CONGOLESE CHURCH PLANTS
Destiny Christian Center in Syracuse, New York, is one church meeting that need. Located on the city’s north side, the church’s focus on inner-city outreach began to broaden when the mayor opened the area to refugees. In 2011, looking for ways to help the new residents, the church connected with Congolese pastor Emmanuel Seruhugu, who wanted to start ministering to other Congolese.
Lead pastor Jeff Stonecipher says the church’s location, a converted funeral home, is well-suited to sharing, as it has more than one meeting space. The congregation got involved, helping the newcomers with food, clothing, and getting settled. A few years later, a Baptist Nepali pastor, Matan Magar, wanted to connect with a Pentecostal church and began ministry from Destiny Christian Center as well, starting a congregation called Syracuse Aaradhana Church.
Both Syracuse Aaradhana Church and Destiny’s African Nation Church are parent-affiliated churches now averaging 200 in attendance.

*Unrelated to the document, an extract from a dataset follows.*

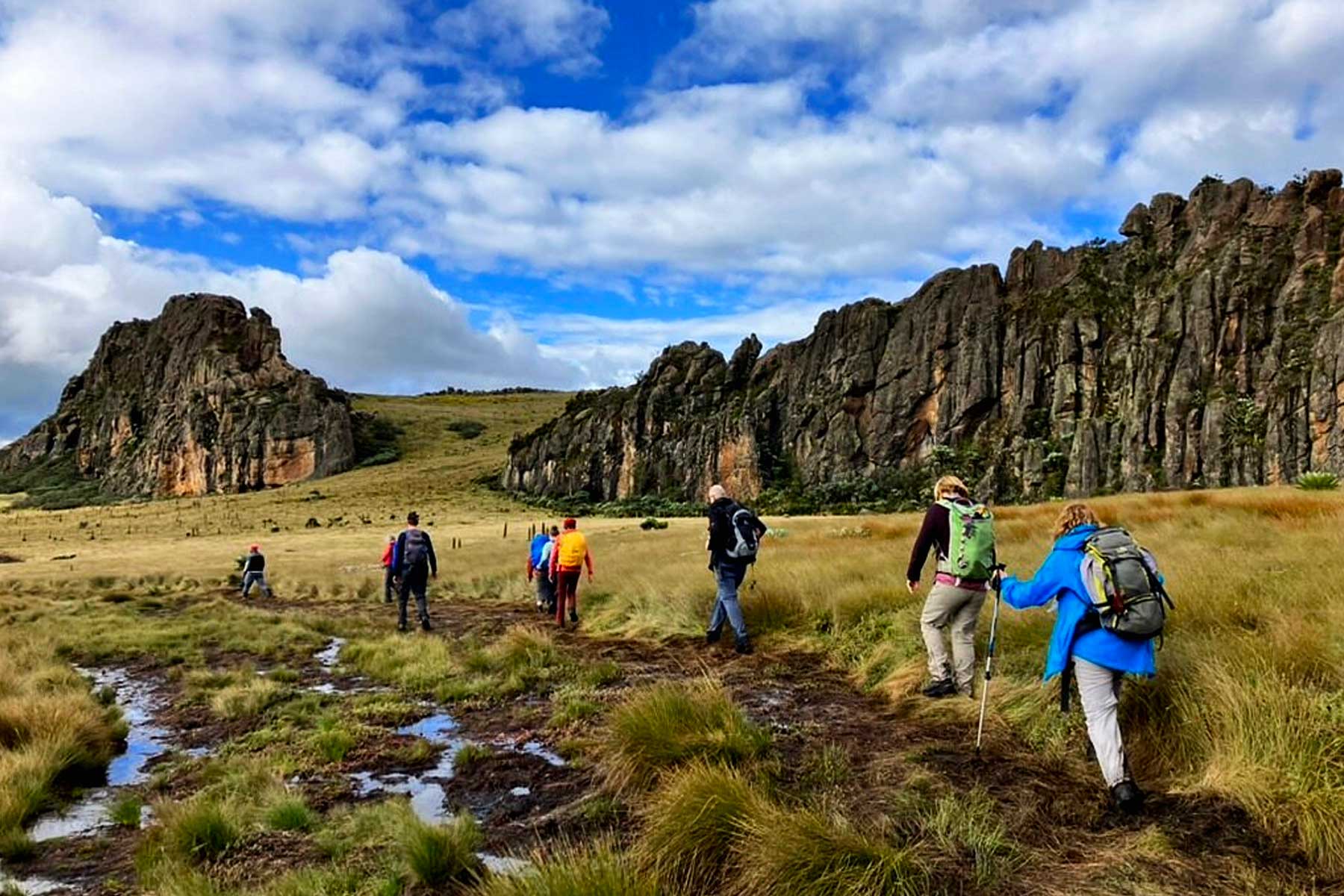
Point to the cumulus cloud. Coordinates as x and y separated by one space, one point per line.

They now help other refugees and join in outreach to the neighborhood. Most African refugees have spent considerable time in refugee camps due to civil war in their countries and are fully vetted, approved to work in the U.S.
“These are hardworking, intelligent people eager to get settled and contribute,” says Stonecipher, 53. “When they started, they used our van to pick up people, but now most have jobs and own cars.” As their children learn English at school, the Congolese have had to adapt their service format and ministry approach. Before long, they may need their own facilities, even as other Central African groups are currently developing.
“The goal of Intercultural Ministries is to help believers see their Muslim, Buddhist, Hindu, Sikh, Jewish neighbors as their mission calling and equip them to credibly and confidently share their faith,” Kraus says. “Jesus’ command to go into ‘all the world’ is more than just going to another country, it’s our call to cross cultural barriers right here at home.”